L’idée générale (et aussi le défi), dans un jeu de rôle centralisé comme celui-ci, c’est de diversifier les rôles et les postures, mais aussi d’équilibrer les tâches qui sont diverses afin d’optimiser le temps investi à réaliser l’activité. Selon cette logique, alors que le jury débattait à la fin de l’activité sur l’issue du procès, l’enseignant aurait pu utiliser ce temps pour amorcer un retour sur l’activité. Sans effectuer un retour de fond sur le jeu de rôle, les quelques minutes auraient pu être employées pour une discussion de groupe sur les impressions des élèves quant à la formule et ainsi récolter les commentaires pour un réinvestissement ultérieur. Ceci dit, une fois le jeu terminé, il convient de revenir le plus rapidement possible avec les élèves sur le déroulement du jeu de rôle afin de consolider les acquis, mais aussi de déconstruire rapidement les inexactitudes possiblement rencontrées, un point faible que souligne Chamberland (1995).

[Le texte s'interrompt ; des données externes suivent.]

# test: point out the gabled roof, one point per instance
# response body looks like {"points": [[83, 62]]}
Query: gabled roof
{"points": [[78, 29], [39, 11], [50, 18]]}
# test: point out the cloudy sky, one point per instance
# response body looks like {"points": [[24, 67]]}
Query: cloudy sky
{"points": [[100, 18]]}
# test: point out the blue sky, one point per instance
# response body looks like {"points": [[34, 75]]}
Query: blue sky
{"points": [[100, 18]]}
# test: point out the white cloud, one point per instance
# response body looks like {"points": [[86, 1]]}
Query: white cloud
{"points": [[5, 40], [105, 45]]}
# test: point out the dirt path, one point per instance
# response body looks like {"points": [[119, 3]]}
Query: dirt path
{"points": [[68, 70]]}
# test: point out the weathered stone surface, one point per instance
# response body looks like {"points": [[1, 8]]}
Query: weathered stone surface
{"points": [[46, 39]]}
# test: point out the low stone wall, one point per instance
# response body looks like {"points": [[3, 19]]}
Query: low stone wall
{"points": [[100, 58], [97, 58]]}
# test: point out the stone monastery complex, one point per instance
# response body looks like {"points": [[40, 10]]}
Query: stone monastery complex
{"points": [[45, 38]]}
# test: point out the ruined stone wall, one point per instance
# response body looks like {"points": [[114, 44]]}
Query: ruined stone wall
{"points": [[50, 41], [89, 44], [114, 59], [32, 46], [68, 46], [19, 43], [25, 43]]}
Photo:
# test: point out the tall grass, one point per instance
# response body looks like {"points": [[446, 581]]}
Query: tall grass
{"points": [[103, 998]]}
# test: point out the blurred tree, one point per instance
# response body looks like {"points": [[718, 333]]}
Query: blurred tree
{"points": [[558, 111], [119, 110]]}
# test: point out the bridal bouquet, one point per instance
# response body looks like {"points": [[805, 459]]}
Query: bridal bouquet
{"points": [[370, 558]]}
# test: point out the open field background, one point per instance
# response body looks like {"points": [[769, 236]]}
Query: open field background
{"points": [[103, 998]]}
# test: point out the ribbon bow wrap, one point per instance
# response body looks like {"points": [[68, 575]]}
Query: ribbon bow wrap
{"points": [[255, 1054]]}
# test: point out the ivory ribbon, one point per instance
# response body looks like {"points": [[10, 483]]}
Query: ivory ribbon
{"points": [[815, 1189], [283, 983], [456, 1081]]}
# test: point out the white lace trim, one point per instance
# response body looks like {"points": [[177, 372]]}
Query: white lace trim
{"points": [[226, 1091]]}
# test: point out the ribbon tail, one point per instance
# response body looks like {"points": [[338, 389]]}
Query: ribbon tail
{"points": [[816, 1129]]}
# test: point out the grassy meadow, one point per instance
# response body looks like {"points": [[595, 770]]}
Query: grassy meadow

J’ai apprécié globalement l’expérience vécue et je souhaite la réinvestir éventuellement avec mes élèves, mais il est fort probable qu’il me faudra plus de temps avant d’expérimenter une formule aussi complexe,  car j’aurai besoin de sentir que mes groupes sont prêts à faire l’expérience d’un jeu ouvert comme celui-ci et d’en tirer une substance qui soit pertinente à leur formation.